First things, first. Let’s load all the necessary libraries we’ll need.
library(tidyverse) # Load all the necessary tidy tools packages for data manipulation/cleaning
library(summarytools) # See summary of data
library(skimr) # View summary statistics
library(here) # Find current working directory and directories of files
library(janitor) # R functions to find duplicate values and create crosstables
library(glue) # paste text values togethers
You have one of two options to load survey data.

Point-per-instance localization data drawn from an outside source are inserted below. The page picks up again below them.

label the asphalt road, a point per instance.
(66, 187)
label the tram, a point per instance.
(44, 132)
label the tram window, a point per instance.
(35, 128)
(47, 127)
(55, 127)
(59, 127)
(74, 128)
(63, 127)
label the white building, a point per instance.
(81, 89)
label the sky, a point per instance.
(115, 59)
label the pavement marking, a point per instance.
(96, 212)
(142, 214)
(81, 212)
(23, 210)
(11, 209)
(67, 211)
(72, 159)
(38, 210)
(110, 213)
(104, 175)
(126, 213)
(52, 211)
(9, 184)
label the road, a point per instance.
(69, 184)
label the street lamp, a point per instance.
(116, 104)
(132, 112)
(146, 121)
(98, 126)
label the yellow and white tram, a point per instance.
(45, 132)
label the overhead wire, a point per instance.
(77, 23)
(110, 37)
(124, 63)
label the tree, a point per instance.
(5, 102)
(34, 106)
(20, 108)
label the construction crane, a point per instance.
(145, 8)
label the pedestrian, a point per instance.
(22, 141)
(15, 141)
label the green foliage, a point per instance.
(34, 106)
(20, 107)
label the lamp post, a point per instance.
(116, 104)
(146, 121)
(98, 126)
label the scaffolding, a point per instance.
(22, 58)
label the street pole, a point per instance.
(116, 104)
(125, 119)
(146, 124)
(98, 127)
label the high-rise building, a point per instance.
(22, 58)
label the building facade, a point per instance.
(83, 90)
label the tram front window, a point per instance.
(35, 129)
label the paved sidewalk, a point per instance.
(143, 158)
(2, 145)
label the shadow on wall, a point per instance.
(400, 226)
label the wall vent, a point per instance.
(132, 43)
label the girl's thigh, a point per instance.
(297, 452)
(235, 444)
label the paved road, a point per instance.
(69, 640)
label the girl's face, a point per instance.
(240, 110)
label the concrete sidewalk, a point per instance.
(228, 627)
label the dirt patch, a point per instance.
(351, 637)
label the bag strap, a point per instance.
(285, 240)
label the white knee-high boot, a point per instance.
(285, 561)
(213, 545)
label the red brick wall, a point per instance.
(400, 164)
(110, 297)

You can use the File drop down, then click on Import Dataset, then From Text (readr) and follow the UI to import the data.

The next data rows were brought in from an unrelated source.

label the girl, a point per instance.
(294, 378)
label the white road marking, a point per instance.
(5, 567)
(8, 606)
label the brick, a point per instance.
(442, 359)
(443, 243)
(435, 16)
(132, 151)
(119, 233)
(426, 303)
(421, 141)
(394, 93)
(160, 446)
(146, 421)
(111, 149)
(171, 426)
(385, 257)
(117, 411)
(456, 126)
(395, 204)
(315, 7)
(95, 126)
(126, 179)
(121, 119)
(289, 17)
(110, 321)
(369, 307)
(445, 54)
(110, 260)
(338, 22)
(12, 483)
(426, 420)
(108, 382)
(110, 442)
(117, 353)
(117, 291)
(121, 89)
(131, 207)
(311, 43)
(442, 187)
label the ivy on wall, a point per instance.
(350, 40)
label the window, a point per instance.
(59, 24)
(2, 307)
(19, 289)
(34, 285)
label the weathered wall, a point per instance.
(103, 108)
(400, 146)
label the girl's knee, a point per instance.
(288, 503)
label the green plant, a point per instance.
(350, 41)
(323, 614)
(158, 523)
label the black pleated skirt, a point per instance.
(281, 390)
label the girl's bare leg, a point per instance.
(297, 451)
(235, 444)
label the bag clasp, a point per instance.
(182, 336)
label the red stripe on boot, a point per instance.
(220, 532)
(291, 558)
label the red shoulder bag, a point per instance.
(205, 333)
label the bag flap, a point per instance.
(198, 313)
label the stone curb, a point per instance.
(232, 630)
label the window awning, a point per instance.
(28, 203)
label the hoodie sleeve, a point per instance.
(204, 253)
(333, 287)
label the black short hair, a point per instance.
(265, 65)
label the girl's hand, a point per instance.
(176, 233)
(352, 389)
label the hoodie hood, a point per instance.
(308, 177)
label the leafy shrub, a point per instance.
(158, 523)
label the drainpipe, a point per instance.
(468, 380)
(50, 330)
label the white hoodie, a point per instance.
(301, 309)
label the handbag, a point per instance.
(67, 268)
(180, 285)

OR, if you know the file path, you can read the data set using the code below
#store the file path name
file_name <- "survey_file.csv"
#read in the survey data from the 'data' folder and name the dataframe `df`
df <- read_csv(here::here("data", file_name))
Let’s preview the survey data
# Uncomment this code to preview the data
# View(df)
We can see that the first two rows are unnecessary to reading the data. When we load the data, we can tell R to skip adding those first two lines into the data frame.
Try this with the Import UI, and/or try doing this by reading the readr documentation and writing your own code
?read_csv
df_raw <- read_csv(here::here("data", file_name),
skip = 2)
# View(df_raw)
We’ve managed to exclude the metadata from our data frame, but now the column names don’t seem to make sense…
What we’ll need to do instead is store the column names in a separate variable, then read it back in to the data frame.
# Store column names
df_names <- read_csv(here::here("data", file_name), n_max=0) %>% names()
# Read the entire file
df_raw <- read_csv(here::here("data", file_name),
col_names = df_names, # use df_names to title the columns
skip = 3) # skip the first three lines
# View(df_raw)
Let’s use skim() to get an overview of our data set
# Use this block to run skim on the `df` data frame
Now, let’s try using the package summarytools to view our data set. First try the function dfSummary(), then try view(dfSummary())
# dfSummary(df_raw)
# same output, but more readable in the Viewer pane
# view(dfSummary(df_raw))
What do you notice when looking at the report?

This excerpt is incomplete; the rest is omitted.